Mungadze, a controversial therapist with a history of promoting anti-LGBTQ conversion therapy, seemed to enable Walker, Parsa told the Daily Beast. Parsa said that over the course of her five-year relationship with Walker, she felt that she was being “manipulated” by Walker and Mungadze, both of whom blamed Walker’s bad behaviors on his disorder.

“[Mungadze] told me that he had treated dozens of people with DID, but that Herschel’s was ‘the worst case I’d ever seen,’” Parsa said, adding that she quickly realized this for herself. She said she discovered 20 of Walker’s different personalities, which he called “alters,” and became increasingly afraid as Walker would often carry his gun around, switching between identifying as an FBI agent and a child. Some of Walker’s identities didn’t even know each other, she said. (In Walker’s 2009 memoir, Breaking Free: My Life with Dissociative Identity Disorder, he claims that he had 12 different “alters.”)

Parsa told the Daily Beast she has serious concerns about Walker’s mental fitness to be a senator, given everything she’s witnessed and experienced firsthand, and the detrimental impact that pressure and stress can have on people with DID. She believes one of his “alters” is influencing his behavior on the campaign trail: “I am once again witnessing the child alters who cannot construct a complete sentence on the national stage, now speaking out on issues like gun violence and environmental issues,” Parsa said.

Walker has insisted that he’s cured and “free” of DID, but experts told the Daily Beast that it’s a highly difficult condition to control and requires ongoing psychotherapy. DID specialists also noted that there’s no evidence DID itself makes individuals more violent, and someone with DID should still be held accountable for their violent behaviors.

Four other ex-girlfriends of Walker’s spoke to the Daily Beast for this story, and three said he’d made them feel unsafe, and recounted his extensive lying, cheating, instability, and struggles with DID. There’s pretty substantial and consistent evidence of Walker’s lying through the years. In 2010, he appeared on Howard Stern’s show and claimed he’d only ever had sex with two women, but by that point, he’d already had three kids with three different women and allegedly paid for two partners’ abortions. He’s denied even knowing women who have presented evidence of romantic relationships with him, as well as credible, extensive evidence that he pressured them to have abortions and paid for the procedure.

In 2008, Walker’s first wife, Cindy DeAngelis Grossman, came forward about Walker’s violent behavior toward her. “The first time he held the gun to my head, he held the gun to my temple and said he was gonna blow my brains out,” Grossman said. She added that “his eyes would become very evil, the guns and knives,” and that she “got into a few choking things with him.” Last December, Walker admitted to being “accountable” for past violent acts he’d inflicted on Grossman, but he’s continued to blame his DID and said he doesn’t remember holding a gun to Grossman’s head. In October, Walker’s son Christian said that Walker repeatedly threatened to kill both him and his mother, which forced them to move “six times in six months.”
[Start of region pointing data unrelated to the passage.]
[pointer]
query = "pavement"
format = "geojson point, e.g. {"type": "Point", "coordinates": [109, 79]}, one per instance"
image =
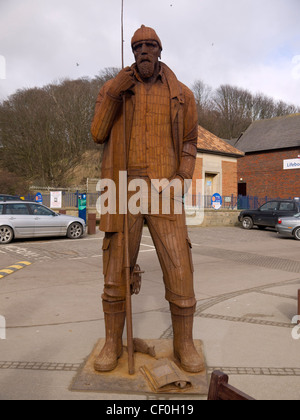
{"type": "Point", "coordinates": [246, 285]}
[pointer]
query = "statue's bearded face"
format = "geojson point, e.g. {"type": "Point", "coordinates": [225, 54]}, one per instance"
{"type": "Point", "coordinates": [146, 55]}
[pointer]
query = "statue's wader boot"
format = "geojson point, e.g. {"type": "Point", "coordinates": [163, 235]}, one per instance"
{"type": "Point", "coordinates": [114, 315]}
{"type": "Point", "coordinates": [184, 348]}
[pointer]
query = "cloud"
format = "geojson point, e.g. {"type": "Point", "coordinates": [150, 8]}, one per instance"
{"type": "Point", "coordinates": [248, 43]}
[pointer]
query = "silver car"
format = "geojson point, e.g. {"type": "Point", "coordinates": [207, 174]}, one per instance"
{"type": "Point", "coordinates": [23, 219]}
{"type": "Point", "coordinates": [289, 226]}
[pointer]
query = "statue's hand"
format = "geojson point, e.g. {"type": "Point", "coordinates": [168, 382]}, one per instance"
{"type": "Point", "coordinates": [123, 82]}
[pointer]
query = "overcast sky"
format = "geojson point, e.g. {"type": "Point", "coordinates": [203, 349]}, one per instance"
{"type": "Point", "coordinates": [253, 44]}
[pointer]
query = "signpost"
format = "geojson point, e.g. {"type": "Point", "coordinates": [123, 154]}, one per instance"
{"type": "Point", "coordinates": [55, 199]}
{"type": "Point", "coordinates": [82, 206]}
{"type": "Point", "coordinates": [39, 198]}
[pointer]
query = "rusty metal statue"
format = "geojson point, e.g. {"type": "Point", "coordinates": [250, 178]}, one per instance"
{"type": "Point", "coordinates": [157, 115]}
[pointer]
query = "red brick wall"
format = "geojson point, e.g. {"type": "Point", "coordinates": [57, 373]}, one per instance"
{"type": "Point", "coordinates": [265, 176]}
{"type": "Point", "coordinates": [229, 177]}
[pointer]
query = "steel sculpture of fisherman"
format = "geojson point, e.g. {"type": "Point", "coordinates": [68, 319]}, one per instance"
{"type": "Point", "coordinates": [160, 125]}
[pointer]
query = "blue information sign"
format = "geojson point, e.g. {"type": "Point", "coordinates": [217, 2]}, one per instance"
{"type": "Point", "coordinates": [39, 198]}
{"type": "Point", "coordinates": [216, 201]}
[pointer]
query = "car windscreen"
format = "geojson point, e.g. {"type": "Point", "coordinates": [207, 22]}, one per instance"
{"type": "Point", "coordinates": [40, 210]}
{"type": "Point", "coordinates": [17, 209]}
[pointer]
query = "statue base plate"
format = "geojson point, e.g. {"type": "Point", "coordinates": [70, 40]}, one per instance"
{"type": "Point", "coordinates": [120, 382]}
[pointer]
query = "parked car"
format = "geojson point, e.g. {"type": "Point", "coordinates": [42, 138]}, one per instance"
{"type": "Point", "coordinates": [289, 226]}
{"type": "Point", "coordinates": [268, 214]}
{"type": "Point", "coordinates": [6, 197]}
{"type": "Point", "coordinates": [28, 219]}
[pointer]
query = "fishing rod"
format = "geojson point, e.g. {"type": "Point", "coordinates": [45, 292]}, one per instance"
{"type": "Point", "coordinates": [126, 265]}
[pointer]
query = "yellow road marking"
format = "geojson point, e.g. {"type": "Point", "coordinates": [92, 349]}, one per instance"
{"type": "Point", "coordinates": [13, 268]}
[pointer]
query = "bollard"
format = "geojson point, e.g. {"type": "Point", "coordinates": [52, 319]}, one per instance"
{"type": "Point", "coordinates": [92, 223]}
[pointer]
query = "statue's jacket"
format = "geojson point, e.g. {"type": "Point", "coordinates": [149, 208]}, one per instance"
{"type": "Point", "coordinates": [108, 127]}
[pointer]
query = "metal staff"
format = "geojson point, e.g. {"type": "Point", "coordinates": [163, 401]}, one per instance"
{"type": "Point", "coordinates": [126, 263]}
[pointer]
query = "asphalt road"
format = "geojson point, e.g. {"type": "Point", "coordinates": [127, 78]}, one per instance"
{"type": "Point", "coordinates": [246, 285]}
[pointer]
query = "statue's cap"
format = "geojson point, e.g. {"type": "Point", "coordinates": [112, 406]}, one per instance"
{"type": "Point", "coordinates": [145, 34]}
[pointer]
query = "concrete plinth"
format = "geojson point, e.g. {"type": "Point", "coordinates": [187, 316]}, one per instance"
{"type": "Point", "coordinates": [120, 382]}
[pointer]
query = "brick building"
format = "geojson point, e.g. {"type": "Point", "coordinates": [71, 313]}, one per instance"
{"type": "Point", "coordinates": [216, 164]}
{"type": "Point", "coordinates": [271, 166]}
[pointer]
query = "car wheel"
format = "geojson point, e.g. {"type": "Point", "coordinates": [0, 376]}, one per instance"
{"type": "Point", "coordinates": [297, 234]}
{"type": "Point", "coordinates": [6, 235]}
{"type": "Point", "coordinates": [247, 223]}
{"type": "Point", "coordinates": [75, 230]}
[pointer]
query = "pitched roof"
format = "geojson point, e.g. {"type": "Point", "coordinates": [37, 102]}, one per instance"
{"type": "Point", "coordinates": [276, 133]}
{"type": "Point", "coordinates": [209, 143]}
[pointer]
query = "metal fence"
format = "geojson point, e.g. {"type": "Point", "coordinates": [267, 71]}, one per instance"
{"type": "Point", "coordinates": [232, 202]}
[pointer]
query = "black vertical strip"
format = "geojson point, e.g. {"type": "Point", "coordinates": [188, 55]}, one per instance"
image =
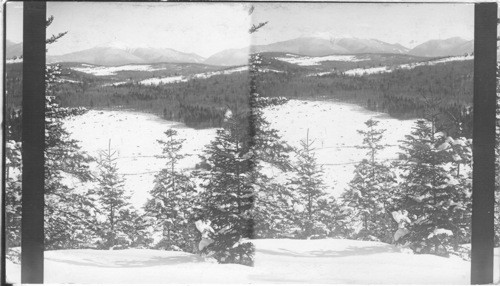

Last year, the Atlanta-Journal Constitution reported about another woman, Myka Dean, who told police that in 2012, Walker threatened to “blow her head off” and kill himself—a threat that sounds similar to the one Mungadze had recounted to Parsa.

Last month, Walker’s Democratic opponent for Georgia’s Senate seat, Sen. Raphael Warnock, won about 35,000 more votes than Walker, but failed to reach 50% of the vote, steering their race into a run-off. That vote is set for Dec. 6, this coming Tuesday.